Sholom Cohen is is a Senior Member of the Technical Staff of the Software Engineering Institute (SEI). Mr. Cohen is currently team leader of SEI's Domain Engineering activities. As leader, Mr. Cohen has co-authored two major technical reports on domain analysis and domain engineering methods and an annotated bibliography of domain analysis. He was also the author of a study on the implications of software reuse for the Ada 9X project and reports on C4I Product Lines for the Air Force Electronic Systems Center. Besides domain engineering, Mr. Cohen's current research activities include software product line practices and product line introduction.

Prior to joining the staff of the SEI, Mr. Cohen was a member of the software engineering technology branch of the McDonnell Douglas Astronautics Company. In that position, he was a key developer of the Common Ada Missile Packages components and tools.

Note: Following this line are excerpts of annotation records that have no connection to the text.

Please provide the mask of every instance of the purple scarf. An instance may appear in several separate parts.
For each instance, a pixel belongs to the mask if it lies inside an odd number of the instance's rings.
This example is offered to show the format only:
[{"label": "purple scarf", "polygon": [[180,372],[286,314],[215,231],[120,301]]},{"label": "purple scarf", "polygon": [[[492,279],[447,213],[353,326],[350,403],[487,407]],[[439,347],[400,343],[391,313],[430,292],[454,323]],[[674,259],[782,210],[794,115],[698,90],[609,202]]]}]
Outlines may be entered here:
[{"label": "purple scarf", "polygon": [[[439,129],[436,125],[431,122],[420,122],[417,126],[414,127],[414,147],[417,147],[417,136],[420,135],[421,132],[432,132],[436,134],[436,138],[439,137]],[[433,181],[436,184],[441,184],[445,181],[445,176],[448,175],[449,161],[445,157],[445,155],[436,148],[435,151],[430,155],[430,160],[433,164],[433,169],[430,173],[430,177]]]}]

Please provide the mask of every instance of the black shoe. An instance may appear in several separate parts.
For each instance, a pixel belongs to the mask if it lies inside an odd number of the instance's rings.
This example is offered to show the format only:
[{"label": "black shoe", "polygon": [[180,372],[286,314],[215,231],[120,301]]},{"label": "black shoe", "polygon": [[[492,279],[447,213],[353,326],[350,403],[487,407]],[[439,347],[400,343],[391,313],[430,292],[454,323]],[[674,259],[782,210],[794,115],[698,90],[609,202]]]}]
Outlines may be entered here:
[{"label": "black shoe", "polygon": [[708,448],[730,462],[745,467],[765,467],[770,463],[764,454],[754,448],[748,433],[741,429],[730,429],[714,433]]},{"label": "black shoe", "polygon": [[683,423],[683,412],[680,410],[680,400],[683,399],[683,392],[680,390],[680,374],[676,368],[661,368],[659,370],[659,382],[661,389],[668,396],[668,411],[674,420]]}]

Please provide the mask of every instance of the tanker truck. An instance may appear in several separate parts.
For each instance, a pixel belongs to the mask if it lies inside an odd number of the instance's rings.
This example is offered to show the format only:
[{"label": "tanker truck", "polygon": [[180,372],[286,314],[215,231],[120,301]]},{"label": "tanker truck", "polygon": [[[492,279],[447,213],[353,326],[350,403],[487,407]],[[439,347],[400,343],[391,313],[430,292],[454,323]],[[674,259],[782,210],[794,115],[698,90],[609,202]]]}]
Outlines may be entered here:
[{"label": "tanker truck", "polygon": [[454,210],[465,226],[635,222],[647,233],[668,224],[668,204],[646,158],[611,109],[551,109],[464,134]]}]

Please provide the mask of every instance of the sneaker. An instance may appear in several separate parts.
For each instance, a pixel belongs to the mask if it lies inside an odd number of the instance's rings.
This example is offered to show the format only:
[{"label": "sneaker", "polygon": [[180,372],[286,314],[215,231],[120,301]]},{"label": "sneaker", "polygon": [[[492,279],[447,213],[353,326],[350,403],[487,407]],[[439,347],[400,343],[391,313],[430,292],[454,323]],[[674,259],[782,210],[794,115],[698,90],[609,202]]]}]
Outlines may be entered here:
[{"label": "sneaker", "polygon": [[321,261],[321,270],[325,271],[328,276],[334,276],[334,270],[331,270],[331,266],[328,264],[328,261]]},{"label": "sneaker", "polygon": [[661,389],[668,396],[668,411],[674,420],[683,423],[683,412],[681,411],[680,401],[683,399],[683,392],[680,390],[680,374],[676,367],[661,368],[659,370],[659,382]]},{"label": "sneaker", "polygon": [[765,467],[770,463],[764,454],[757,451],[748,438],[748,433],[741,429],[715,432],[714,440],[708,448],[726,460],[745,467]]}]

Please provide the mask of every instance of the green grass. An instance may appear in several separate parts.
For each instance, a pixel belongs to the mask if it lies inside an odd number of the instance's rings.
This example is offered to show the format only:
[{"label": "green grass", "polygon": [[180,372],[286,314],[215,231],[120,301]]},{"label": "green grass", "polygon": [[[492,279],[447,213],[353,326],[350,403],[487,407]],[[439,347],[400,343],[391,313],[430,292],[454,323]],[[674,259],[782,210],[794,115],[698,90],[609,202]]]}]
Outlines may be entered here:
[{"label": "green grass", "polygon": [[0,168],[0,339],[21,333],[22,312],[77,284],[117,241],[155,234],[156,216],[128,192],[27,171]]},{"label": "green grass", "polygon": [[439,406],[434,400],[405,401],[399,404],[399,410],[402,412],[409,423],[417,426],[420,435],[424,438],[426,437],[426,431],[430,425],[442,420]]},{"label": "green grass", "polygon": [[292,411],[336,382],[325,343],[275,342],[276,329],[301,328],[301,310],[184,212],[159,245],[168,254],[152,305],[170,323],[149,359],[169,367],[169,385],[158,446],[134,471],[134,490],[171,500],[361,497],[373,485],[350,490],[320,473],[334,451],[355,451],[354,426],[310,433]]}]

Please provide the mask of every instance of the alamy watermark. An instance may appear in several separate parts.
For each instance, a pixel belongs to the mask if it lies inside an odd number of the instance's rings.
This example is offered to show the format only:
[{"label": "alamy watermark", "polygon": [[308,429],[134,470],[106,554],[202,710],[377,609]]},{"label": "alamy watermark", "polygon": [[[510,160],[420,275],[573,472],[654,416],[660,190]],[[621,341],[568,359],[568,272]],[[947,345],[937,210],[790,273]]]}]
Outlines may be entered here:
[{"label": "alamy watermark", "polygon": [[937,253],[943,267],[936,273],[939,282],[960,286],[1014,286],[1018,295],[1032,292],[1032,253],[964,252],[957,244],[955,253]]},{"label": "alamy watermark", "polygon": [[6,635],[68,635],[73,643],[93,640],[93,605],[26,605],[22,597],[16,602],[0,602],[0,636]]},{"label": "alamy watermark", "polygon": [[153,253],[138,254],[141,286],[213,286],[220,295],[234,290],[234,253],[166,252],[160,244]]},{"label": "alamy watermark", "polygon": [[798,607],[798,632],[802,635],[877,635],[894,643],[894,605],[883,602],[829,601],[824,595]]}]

On a lighter note, Mr. Cohen is the author of two children's books in the Yitz Berg from Pittsburgh series, published by Jewish Readers Press: Yitzy and the G.O.L.E.M. about a pre-teen computer hacker and The Lopsided Yarmulke. Mr. Cohen is currently working on the third novel in the series.

Mr. Cohen received his BS from the Massachusetts Institute of Technology, an MA in Library and Information Science from the University of Michigan, and an MS in computer science from Columbia University (New York).